Abstract

Lithium-ion batteries (LIBs) have long been the dominant choice for energy storage in applications ranging from portable electronics to electric vehicles. However, as the demand for higher energy density continues to grow, LIBs are approaching their performance limits. This has driven the urgent pursuit of alternative battery technologies capable of surpassing current energy storage capabilities. A key challenge in advancing these next-generation systems lies in the complexity of their electrochemical reaction mechanisms, which remain poorly understood. This presentation will explore the reaction mechanisms of post-Li-ion batteries using operando imaging techniques. Particular emphasis will be placed on lithium metal anodes, which offer significantly higher theoretical specific capacities compared to conventional materials. Despite their promise, the intricate and dynamic nature of their reaction pathways presents substantial barriers to practical implementation. To address this, operando X-ray microscopy is employed to visualize the real-time morphological evolution of electrode materials during battery operation. By directly observing structural and compositional changes as they occur, this approach provides critical insights into the mechanisms governing battery performance and degradation.

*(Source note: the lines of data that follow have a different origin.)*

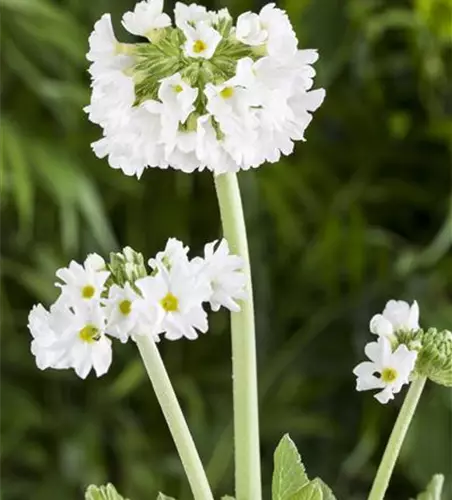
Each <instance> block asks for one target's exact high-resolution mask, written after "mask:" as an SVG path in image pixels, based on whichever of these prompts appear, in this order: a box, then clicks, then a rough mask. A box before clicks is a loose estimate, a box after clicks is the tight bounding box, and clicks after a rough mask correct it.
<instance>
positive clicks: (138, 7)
mask: <svg viewBox="0 0 452 500" xmlns="http://www.w3.org/2000/svg"><path fill="white" fill-rule="evenodd" d="M122 24H123V26H124V28H125V29H126V30H127V31H128V32H129V33H132V34H133V35H138V36H146V35H148V34H149V33H150V32H152V30H157V29H162V28H166V27H167V26H171V18H170V17H169V16H168V14H164V13H163V0H145V1H144V2H138V3H137V4H136V5H135V9H134V11H133V12H126V13H125V14H124V16H123V18H122Z"/></svg>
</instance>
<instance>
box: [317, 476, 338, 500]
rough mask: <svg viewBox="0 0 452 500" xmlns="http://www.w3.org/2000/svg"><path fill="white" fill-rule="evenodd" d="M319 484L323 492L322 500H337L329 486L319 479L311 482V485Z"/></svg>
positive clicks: (320, 487)
mask: <svg viewBox="0 0 452 500" xmlns="http://www.w3.org/2000/svg"><path fill="white" fill-rule="evenodd" d="M313 483H315V484H317V485H318V486H319V487H320V489H321V490H322V494H323V496H322V500H336V497H335V496H334V494H333V492H332V491H331V489H330V488H329V486H327V485H326V484H325V483H324V482H323V481H322V480H321V479H320V478H319V477H316V478H315V479H313V480H312V481H311V484H313Z"/></svg>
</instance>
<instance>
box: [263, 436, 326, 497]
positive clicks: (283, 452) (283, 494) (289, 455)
mask: <svg viewBox="0 0 452 500" xmlns="http://www.w3.org/2000/svg"><path fill="white" fill-rule="evenodd" d="M274 462H275V468H274V471H273V481H272V499H273V500H292V499H293V496H294V495H295V494H296V493H297V492H299V491H300V490H301V489H302V488H303V486H305V485H307V483H308V482H309V479H308V476H307V474H306V471H305V468H304V465H303V463H302V462H301V457H300V454H299V453H298V450H297V447H296V446H295V444H294V442H293V441H292V440H291V439H290V437H289V435H288V434H286V435H285V436H284V437H283V438H282V439H281V441H280V442H279V444H278V447H277V448H276V451H275V455H274ZM320 500H321V497H320Z"/></svg>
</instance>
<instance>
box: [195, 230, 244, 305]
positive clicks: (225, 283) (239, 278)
mask: <svg viewBox="0 0 452 500" xmlns="http://www.w3.org/2000/svg"><path fill="white" fill-rule="evenodd" d="M194 263H195V264H196V265H197V266H199V270H198V272H200V273H201V274H204V275H205V277H206V279H207V280H208V281H209V283H210V286H211V288H212V295H211V296H210V299H209V302H210V305H211V307H212V310H213V311H218V310H219V309H220V307H226V308H227V309H229V310H230V311H233V312H238V311H240V306H239V304H237V300H244V299H246V297H247V295H246V291H245V285H246V277H245V274H244V272H243V266H244V261H243V259H242V258H241V257H238V256H237V255H231V253H230V252H229V245H228V242H227V241H226V240H224V239H223V240H222V241H221V242H220V244H218V242H217V241H214V242H212V243H208V244H207V245H206V246H205V248H204V259H194Z"/></svg>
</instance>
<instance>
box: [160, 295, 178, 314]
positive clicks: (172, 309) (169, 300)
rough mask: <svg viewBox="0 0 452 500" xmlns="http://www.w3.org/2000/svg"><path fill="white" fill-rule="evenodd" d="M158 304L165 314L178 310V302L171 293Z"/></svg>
mask: <svg viewBox="0 0 452 500" xmlns="http://www.w3.org/2000/svg"><path fill="white" fill-rule="evenodd" d="M160 304H161V305H162V307H163V309H165V311H166V312H176V311H177V310H178V309H179V300H178V299H177V297H175V296H174V295H173V294H172V293H167V294H166V296H165V297H163V299H162V300H161V301H160Z"/></svg>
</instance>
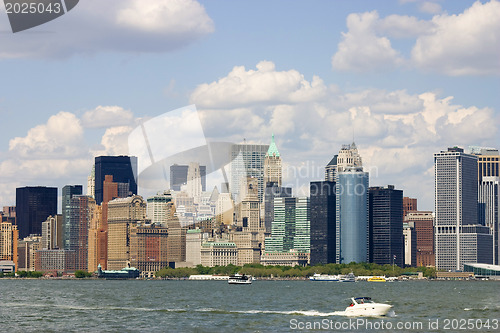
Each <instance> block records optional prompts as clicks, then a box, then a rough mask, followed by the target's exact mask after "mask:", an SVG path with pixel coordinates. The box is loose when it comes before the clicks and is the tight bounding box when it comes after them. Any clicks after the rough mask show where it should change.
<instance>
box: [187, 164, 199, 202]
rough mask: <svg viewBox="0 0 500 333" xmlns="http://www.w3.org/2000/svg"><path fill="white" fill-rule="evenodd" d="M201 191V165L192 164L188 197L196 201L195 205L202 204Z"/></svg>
mask: <svg viewBox="0 0 500 333" xmlns="http://www.w3.org/2000/svg"><path fill="white" fill-rule="evenodd" d="M201 191H202V188H201V173H200V164H198V163H194V162H191V163H189V167H188V176H187V184H186V192H187V194H188V196H190V197H191V198H193V199H194V200H193V201H194V203H195V204H198V203H199V202H200V196H201Z"/></svg>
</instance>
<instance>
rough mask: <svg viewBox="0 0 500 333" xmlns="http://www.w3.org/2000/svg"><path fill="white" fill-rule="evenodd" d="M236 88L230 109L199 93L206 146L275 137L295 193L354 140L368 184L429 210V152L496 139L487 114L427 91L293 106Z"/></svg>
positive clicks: (490, 117)
mask: <svg viewBox="0 0 500 333" xmlns="http://www.w3.org/2000/svg"><path fill="white" fill-rule="evenodd" d="M242 73H246V71H244V70H243V71H242ZM284 73H287V72H284ZM297 74H298V75H299V76H301V74H300V73H297ZM224 79H226V78H224ZM224 79H221V81H224ZM259 79H262V80H264V81H265V80H267V78H265V77H264V76H262V77H255V78H253V80H254V81H253V85H255V86H259ZM219 82H220V81H219ZM240 82H243V83H245V82H246V81H245V80H242V81H240ZM234 85H238V82H237V81H234ZM240 88H241V87H238V86H235V87H234V86H233V87H231V89H233V90H235V91H240V92H239V94H238V99H233V100H232V101H231V104H228V103H227V102H226V101H224V100H223V99H222V98H219V94H220V91H219V90H217V89H206V90H204V96H203V97H204V100H208V101H211V104H210V105H211V108H210V109H209V110H208V109H205V110H203V112H202V115H203V116H202V123H203V125H204V131H205V134H207V136H208V137H209V140H210V139H216V140H218V141H226V140H227V141H232V142H241V140H242V138H246V139H247V141H248V142H256V143H268V140H269V136H270V135H271V133H272V132H274V133H275V134H276V141H277V143H278V149H279V150H280V153H281V156H282V158H283V161H284V163H285V164H286V165H287V169H288V170H287V173H288V175H287V180H286V181H287V184H288V183H289V185H293V186H294V187H295V188H304V186H306V187H307V184H308V182H309V181H311V180H318V179H322V178H323V172H324V165H325V164H326V163H327V162H328V161H329V160H330V159H331V158H332V156H333V155H334V154H335V153H337V152H338V150H339V149H340V147H341V145H342V144H345V143H349V142H351V141H352V140H353V139H354V141H355V142H356V143H357V144H358V147H359V149H360V152H361V154H362V157H363V160H364V163H365V164H366V166H367V169H368V170H369V171H370V172H371V176H370V177H371V184H373V185H386V184H394V185H396V187H397V188H402V189H404V190H405V191H407V192H405V193H408V194H409V195H413V196H416V197H419V198H421V199H422V207H423V208H425V209H432V193H433V192H432V186H433V182H432V174H430V175H429V174H428V171H429V169H430V168H432V163H433V158H432V155H433V153H435V152H438V151H440V150H443V149H446V148H447V147H448V146H450V145H461V146H464V147H465V148H466V147H467V146H468V145H486V146H494V142H495V138H496V137H497V133H498V125H497V122H495V121H492V119H493V116H494V114H493V111H492V110H491V109H490V108H487V107H486V108H479V107H476V106H462V105H456V104H454V103H453V97H452V96H445V97H440V96H438V95H437V94H436V93H434V92H424V93H422V94H419V95H415V94H410V93H408V92H407V91H405V90H395V91H386V90H381V89H366V90H361V91H356V92H342V91H337V92H330V93H329V94H328V96H327V97H324V98H323V99H321V100H319V101H317V102H316V101H310V100H306V101H303V102H292V101H291V98H290V96H288V97H287V96H286V95H281V97H280V99H281V100H288V101H289V102H288V103H278V102H276V101H275V100H276V99H274V98H268V99H267V100H266V99H264V98H262V96H261V95H258V94H255V93H254V92H253V91H252V89H246V90H245V89H240ZM212 93H213V94H214V95H215V97H213V96H211V94H212ZM288 93H289V95H291V94H293V90H289V91H288ZM238 100H239V101H240V103H239V104H238ZM257 102H258V103H257Z"/></svg>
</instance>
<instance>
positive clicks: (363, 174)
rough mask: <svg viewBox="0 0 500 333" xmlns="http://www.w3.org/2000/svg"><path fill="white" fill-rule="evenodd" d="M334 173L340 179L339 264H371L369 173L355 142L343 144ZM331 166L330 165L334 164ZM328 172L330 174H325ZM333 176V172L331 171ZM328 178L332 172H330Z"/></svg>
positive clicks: (337, 215)
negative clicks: (369, 258) (368, 262)
mask: <svg viewBox="0 0 500 333" xmlns="http://www.w3.org/2000/svg"><path fill="white" fill-rule="evenodd" d="M335 161H336V163H337V164H336V167H334V166H333V165H330V166H329V169H331V170H334V172H333V174H334V177H335V180H336V182H337V183H336V193H335V195H336V233H335V234H336V237H335V246H336V249H335V256H336V261H337V263H350V262H351V261H354V262H367V261H368V179H369V176H368V173H367V172H363V163H362V160H361V156H360V155H359V153H358V148H357V146H356V144H355V143H354V142H353V143H352V144H350V145H343V146H342V148H341V149H340V151H339V154H338V156H337V158H336V159H335V157H334V159H333V160H332V161H331V163H333V162H335ZM331 163H329V164H331ZM325 172H326V171H325ZM330 174H331V172H330ZM327 176H328V172H327Z"/></svg>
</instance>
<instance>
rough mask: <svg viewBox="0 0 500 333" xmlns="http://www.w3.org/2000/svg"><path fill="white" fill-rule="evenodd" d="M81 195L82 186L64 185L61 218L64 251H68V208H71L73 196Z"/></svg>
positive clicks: (68, 223) (81, 193)
mask: <svg viewBox="0 0 500 333" xmlns="http://www.w3.org/2000/svg"><path fill="white" fill-rule="evenodd" d="M82 193H83V186H82V185H66V186H64V187H63V190H62V205H61V206H62V218H63V247H64V248H65V249H68V250H69V249H70V244H69V242H70V240H69V239H70V229H71V221H70V208H71V198H72V197H73V196H75V195H81V194H82Z"/></svg>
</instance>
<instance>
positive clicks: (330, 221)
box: [309, 181, 336, 265]
mask: <svg viewBox="0 0 500 333" xmlns="http://www.w3.org/2000/svg"><path fill="white" fill-rule="evenodd" d="M309 192H310V196H311V199H310V206H311V265H316V264H329V263H335V261H336V258H335V238H336V236H335V220H336V216H335V215H336V210H335V198H336V197H335V182H333V181H322V182H321V181H318V182H311V184H310V191H309Z"/></svg>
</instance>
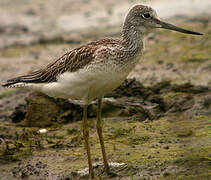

These findings contribute to the rational design of more efficient and reliable next-generation energy storage systems.

Biography

Seung-Ho Yu received his B.S. in 2008 and Ph.D. in 2013 from Seoul National University. He started his independent career as a researcher in Seoul National University from 2013-2014. In 2014, he moved to Institute for Basic Science (IBS) (2014-2015). After four years at Cornell University and two years at Korea University, he became an associate professor of the Department of Chemical and Biological Engineering in Korea University in 2021. Seung-Ho’s research focuses on mechanistic studies of rechargeable battery electrodes using operando synchrotron X-ray based methods, and in-situ/cryogenic electron microscopy. He is also interested in designing and developing new materials at the nanoscale level to be applied to electrochemical devices. These include but are not restrained to electrodes in secondary batteries and electrocatalysts for the oxygen reduction reaction in fuel cells.